29 July 2004 | vertigo_14
The state of American television: More dimwitted prime-time sitcoms.
The 'King of Queens' is your basic simplistic American sitcom. A few corny jokes here and there, stupid situations, and your typical, formulaic character arrangement.

The show is basically about Doug, (Kevin James) a crude, fat delivery guy who is your typical pretentious chauvinist, a staple of male characters in American sitcoms these days. Ray Romano ('Everybody Loves Raymond') and Hank Hill ('King of the Hill') are similar types. He is the self-indulgent kind of guy who lives according to the assumptions of what a guy is supposed to do.

He shares a house in Queens with annoying and sometimes temperamental wife, Carrie (Leah Remini). She is the typical wife character, similar to the wife on 'Everybody Loves Raymond' (only Carrie is funny), which is not surprising since they're both on CBS. She is the staple of sitcom wives (especially CBS and ABC sitcoms) as the guiding figure who tries to get her impulsive, stupid husband to see the err in his ways. A more sophisticated version of 'Home Improvement.' To be fair, these shows often portray the husband as the idiot and the wife as the all-knowing figure, and as such, the husband comes off funny and the wife just comes off as painstakingly annoying.

The other characters in the show is the terrific Jerry Stiller (who deserves better material), perhaps the more interesting subject of the show, as the father-in-law. He often has some really oddball ideas, some of which tend to get Doug in trouble with his wife.
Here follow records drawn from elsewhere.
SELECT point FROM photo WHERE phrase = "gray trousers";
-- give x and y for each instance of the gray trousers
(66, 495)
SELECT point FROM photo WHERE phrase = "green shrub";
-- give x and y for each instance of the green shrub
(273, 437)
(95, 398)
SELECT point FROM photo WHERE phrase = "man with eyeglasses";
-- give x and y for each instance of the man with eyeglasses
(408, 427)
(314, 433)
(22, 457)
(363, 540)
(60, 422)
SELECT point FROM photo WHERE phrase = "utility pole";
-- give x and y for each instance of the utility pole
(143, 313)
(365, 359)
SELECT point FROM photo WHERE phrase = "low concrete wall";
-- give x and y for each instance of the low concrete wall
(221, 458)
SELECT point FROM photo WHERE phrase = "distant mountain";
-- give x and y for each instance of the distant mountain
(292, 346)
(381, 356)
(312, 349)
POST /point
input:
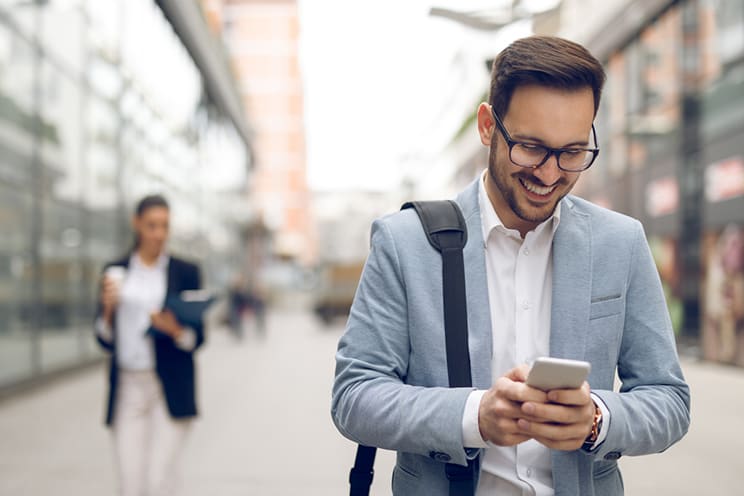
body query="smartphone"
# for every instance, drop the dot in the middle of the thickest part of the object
(557, 373)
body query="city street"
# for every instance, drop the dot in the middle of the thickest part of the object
(265, 427)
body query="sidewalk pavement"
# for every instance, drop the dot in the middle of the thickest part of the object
(265, 427)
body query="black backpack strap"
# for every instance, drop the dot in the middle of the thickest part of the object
(362, 473)
(447, 232)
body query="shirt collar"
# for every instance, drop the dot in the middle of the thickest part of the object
(490, 219)
(160, 264)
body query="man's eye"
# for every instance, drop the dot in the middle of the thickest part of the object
(532, 148)
(572, 153)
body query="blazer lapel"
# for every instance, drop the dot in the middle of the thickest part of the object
(480, 341)
(572, 277)
(571, 284)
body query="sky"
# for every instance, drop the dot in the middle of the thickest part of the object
(371, 70)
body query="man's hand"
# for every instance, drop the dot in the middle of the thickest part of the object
(501, 408)
(563, 423)
(166, 322)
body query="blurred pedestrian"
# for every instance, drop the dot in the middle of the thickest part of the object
(547, 274)
(723, 334)
(151, 398)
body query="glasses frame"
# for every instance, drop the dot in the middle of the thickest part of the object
(550, 151)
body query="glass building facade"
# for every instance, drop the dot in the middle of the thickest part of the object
(671, 129)
(100, 104)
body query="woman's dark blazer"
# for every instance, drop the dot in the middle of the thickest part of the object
(174, 367)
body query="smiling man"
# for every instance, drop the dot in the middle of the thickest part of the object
(547, 274)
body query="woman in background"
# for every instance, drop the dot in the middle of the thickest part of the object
(151, 397)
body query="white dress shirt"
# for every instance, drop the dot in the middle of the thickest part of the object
(520, 275)
(142, 292)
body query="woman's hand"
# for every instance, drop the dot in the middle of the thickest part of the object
(166, 322)
(109, 298)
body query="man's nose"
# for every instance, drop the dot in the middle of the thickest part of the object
(549, 173)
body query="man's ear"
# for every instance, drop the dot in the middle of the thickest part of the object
(485, 123)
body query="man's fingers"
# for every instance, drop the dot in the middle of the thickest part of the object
(519, 391)
(554, 432)
(577, 397)
(556, 413)
(518, 374)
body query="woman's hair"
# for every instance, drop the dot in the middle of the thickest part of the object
(150, 201)
(145, 204)
(543, 61)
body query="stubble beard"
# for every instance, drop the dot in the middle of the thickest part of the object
(508, 192)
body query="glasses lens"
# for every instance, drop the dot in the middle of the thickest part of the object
(528, 155)
(575, 160)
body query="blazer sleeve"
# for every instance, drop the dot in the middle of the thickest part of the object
(103, 343)
(371, 402)
(651, 411)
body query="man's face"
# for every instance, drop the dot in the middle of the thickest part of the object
(524, 197)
Then, like all of these sitcoms of it's kind, there are Doug's stupid friends who are so miserably stupid, it's often a pain to watch them. Darhma and Greg had this kind of character on the show, the "man's man" guy who worked with Greg at the law firm. At least Darhma's friend were weird, but they were funny, and not so completely brain dead. Basically, 'King of Queens' makes your male characters to be complete and utter idiots, and the situations aren't so funny as realizing how stupid these people are. And what do you know, they've become pop culture icons? It's no surprise, really.

'King of Queens' is not all that funny. The jokes are pretty stupid. But Doug, as one of those "man's man" types, who have to double check with the book on how men are supposed to behave in order to avoid all appearances of giving in to the woman or worse, probably being accused of being homosexual. And it happens with the slightest, most stupid things, too, like how a person stands, or what kind of things they may stand next too. Shallow characters are pretty much all that invade our sitcoms anymore, and is likely more reflective of American culture overall. Would this, and other shows like it, be so popular if it weren't?

Doug and Carrie, and the relationship with the father-in-law and friends hardly seem normal. Like the characters of 'Everybody Loves Raymond' where none of the family members seem to be able to tolerate one another, it's a wonder why Doug and Carrie would even want to be married to each other. They often seem quite intolerant of each other's habits and so forth, at least before the final credits call.

The jokes are stupid, the characters are formulaic, and the entire show is just ridiculous. American sitcoms (should the networks decide to put money in anything than worthless "reality TV" shows) are in desperate need of good material. King of Queens just ain't cutting it.